En ese tiempo terminé con mi pololo de toda la Enseñanza Media para empezar a pololear con el que sería el pololo de toda la Universidad, quien como yo, se paseaba por el patio de la Facultad de Ingeniería con un par de tratados de álgebra, sintiéndose también un poco superior. Two of a kind, dicen los gringos.

Cuando terminé la Universidad terminé con este pololo –me terminó él, para ser honesta -, y volví a bajar de peso. Entre el nudo en la garganta, las lágrimas y las puteadas que le eché, bajé como 4 kilos en un mes. Después me fui a Perú a estar lejos y recuperar algo del peso perdido a punta de ají de gallina y causa limeña.

Después vino un tiempo nebuloso: algunos pinches, algunos pololos, nada muy serio. Subidas y bajadas de peso nada dramáticas pero sí muy constantes, hasta que igual que mi ánimo, alcanzó un punto de equilibrio cerca de los 25 años, cuando me compré un depto y me fui a vivir sola.

Ahí hubo algunas relaciones más importantes, pero nada prometedoras. 5 años se me pasaron como un suspiro, estudiando un par de diplomados y un Magíster, y usando la misma talla de pantalón. Cumplí 30 y sentí que era joven, que me iba bien en la pega, pero que salvo mi familia, no tenía nada que me atara a Chile.
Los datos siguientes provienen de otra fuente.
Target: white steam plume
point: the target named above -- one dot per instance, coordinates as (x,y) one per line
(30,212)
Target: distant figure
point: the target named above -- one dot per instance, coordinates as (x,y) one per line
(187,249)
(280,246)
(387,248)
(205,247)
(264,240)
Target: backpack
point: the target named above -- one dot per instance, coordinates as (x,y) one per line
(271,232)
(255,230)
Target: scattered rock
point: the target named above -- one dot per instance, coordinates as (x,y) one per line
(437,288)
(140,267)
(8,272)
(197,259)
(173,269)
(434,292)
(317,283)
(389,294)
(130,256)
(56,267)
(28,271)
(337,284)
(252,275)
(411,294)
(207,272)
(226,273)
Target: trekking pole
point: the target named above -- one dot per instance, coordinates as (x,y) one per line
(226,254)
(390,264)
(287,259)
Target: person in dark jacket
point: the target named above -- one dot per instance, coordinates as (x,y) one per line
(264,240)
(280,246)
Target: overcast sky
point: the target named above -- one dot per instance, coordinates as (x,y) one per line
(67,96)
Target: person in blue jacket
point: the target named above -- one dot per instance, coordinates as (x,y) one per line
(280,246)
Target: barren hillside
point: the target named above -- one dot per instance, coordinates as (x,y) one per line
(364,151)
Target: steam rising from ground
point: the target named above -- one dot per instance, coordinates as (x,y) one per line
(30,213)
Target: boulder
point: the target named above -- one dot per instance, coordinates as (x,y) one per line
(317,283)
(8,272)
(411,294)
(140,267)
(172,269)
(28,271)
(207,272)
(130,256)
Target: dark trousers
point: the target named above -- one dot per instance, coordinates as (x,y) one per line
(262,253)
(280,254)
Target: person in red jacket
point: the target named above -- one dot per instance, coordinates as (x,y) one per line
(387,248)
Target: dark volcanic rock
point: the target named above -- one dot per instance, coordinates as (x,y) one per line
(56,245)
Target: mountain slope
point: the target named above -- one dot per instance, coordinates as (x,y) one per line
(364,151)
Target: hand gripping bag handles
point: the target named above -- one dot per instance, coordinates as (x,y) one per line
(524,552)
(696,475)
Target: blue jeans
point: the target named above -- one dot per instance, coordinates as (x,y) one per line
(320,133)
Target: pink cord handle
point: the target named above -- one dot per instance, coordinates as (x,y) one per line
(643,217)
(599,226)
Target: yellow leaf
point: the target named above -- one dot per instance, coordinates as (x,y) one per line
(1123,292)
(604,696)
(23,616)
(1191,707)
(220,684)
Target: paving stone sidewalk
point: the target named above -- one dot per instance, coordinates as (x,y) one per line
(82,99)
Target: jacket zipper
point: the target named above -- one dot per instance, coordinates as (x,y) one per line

Y me sentí libre y se me ocurrió la loca idea de irme a estudiar al extranjero.

Y mientras más lo pensé, más lógico me parecía, así que arrendé el depto, me fui a vivir donde mis papás para ahorrar plata, y escogí España como destino. Incluso tenía un Master en la mira.
Y justo en ese momento, cuando sentí que todo lo tenía armado y decidido, que el camino era claro y sólido, apareció él. El rucio. Y todo se desordenó, voló por los aires pero encajó perfecto al caer, con las nuevas piezas del rompecabeza s: él adora Alemania, y yo estaba pensando en irme de Chile a estudiar fuera. Nos enamoramos violentamente y sin remedio. Una relación a distancia no resiste más de un año. Alguien tiene que jugársela. Y como saben, me voy a estudiar a Alemania a fin de año.

Hoy mi jefa me dijo que estoy más flaca, y parece que es verdad: los pantalones de años anteriores me piden cinturón. Y claro, si reflexiono, entre la pega, los trámites para la visa, la postulación y el próximo viaje que haré a Alemania para verlo, ando corriendo y tengo poco tiempo de comer.

Quién sabe, quizás en Alemania tendré ocasión de recuperar parte del peso perdido, a punta de Pumpernickel (un pan de centeno que me encanta), comidas deliciosas y repostería.